While Ireland’s set-pieces and driving maul were strong, captain for the day Jamie Heaslip admitted Ireland had issues at the breakdown. “They disrupted a lot of our ball in the wide channels; a lot of our rucks they just barged us and I know I got caught high on one which I’m not happy with.”

Ruck ball
“They put a lot of pressure on our own ruck ball, slowed a lot of it down which, as a pack and a 15, we’re going to have to be a lot more accurate . . .”

Ireland had other issues too, not least a less than exceptional potency from their strike moves, normally a strength of teams coached by Joe Schmidt and featuring a core of Leinster players, especially Johnny Sexton and Brian O’Driscoll. One scrum move inside halfway in the first-half comes to mind, when the ball was shifted to O’Driscoll under pressure and he was forced to pass blind and loosely to Andrew Trimble. There wasn’t much in the way of offloads (six in total) either.

There will be an argument for recalling Gordon D’Arcy next week and reuniting him with O’Driscoll as once again the presence of Luke Marshall seemed to make the Irish defence more ragged.

Full width
When the Scots used the full width of the pitch in going from left to right there were gaps which a better midfield attack – ie Jamie Roberts and Scott Williams or Jonathan Davies – might have exploited.

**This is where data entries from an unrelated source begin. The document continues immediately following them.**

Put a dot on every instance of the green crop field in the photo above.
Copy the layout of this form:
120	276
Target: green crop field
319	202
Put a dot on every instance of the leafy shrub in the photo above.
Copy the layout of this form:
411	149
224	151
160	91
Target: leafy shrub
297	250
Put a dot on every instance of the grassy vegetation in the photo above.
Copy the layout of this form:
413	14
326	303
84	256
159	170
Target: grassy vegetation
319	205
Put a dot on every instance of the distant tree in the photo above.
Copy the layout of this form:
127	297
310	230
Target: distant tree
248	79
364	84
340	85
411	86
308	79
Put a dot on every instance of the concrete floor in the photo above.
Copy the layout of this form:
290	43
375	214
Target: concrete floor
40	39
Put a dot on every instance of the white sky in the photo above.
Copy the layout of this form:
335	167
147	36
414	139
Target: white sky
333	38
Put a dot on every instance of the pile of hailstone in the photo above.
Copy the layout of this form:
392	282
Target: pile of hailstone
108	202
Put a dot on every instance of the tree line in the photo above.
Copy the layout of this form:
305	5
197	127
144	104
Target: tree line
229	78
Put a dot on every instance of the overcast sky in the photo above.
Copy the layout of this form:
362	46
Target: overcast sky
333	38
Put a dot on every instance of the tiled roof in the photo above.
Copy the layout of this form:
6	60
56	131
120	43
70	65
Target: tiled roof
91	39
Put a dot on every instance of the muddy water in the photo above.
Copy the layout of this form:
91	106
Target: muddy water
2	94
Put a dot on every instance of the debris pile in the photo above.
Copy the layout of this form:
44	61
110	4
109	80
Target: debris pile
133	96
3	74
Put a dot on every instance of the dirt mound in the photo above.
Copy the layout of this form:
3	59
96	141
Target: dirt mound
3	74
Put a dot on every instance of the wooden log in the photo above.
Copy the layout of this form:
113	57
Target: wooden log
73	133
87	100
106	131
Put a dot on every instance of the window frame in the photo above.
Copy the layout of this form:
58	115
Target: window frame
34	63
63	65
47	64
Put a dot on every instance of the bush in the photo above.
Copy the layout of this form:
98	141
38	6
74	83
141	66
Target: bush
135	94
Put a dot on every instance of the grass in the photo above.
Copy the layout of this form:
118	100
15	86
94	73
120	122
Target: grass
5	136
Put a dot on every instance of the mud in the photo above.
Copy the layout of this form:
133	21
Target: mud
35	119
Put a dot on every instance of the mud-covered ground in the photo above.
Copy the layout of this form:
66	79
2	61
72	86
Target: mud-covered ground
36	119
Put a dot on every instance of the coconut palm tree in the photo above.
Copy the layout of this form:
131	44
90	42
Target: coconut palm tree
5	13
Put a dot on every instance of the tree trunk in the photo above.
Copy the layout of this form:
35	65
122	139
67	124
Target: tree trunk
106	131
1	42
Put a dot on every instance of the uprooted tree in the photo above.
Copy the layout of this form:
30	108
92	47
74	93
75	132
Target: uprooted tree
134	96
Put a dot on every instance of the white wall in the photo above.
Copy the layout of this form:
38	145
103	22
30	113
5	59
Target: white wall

Tellingly, O’Driscoll’s influence on the game was significant, though almost all of it defensively, as he had to make 14 tackles.

Highlighting one “smashing turnover tackle,” Schmidt said of Marshall: “He’s a physical kid and he’s left us with a tough decision either way.” On the day he became Ireland’s most capped player, Schmidt enthused about O’Driscoll’s defending while adding: “I think by his own standards there were a couple of loose passes, and he’ll look to tidy that up.” But he countered this by suggesting O’Driscoll is sure to benefit from the run-out.

So too will Ireland, but then so too will Wales.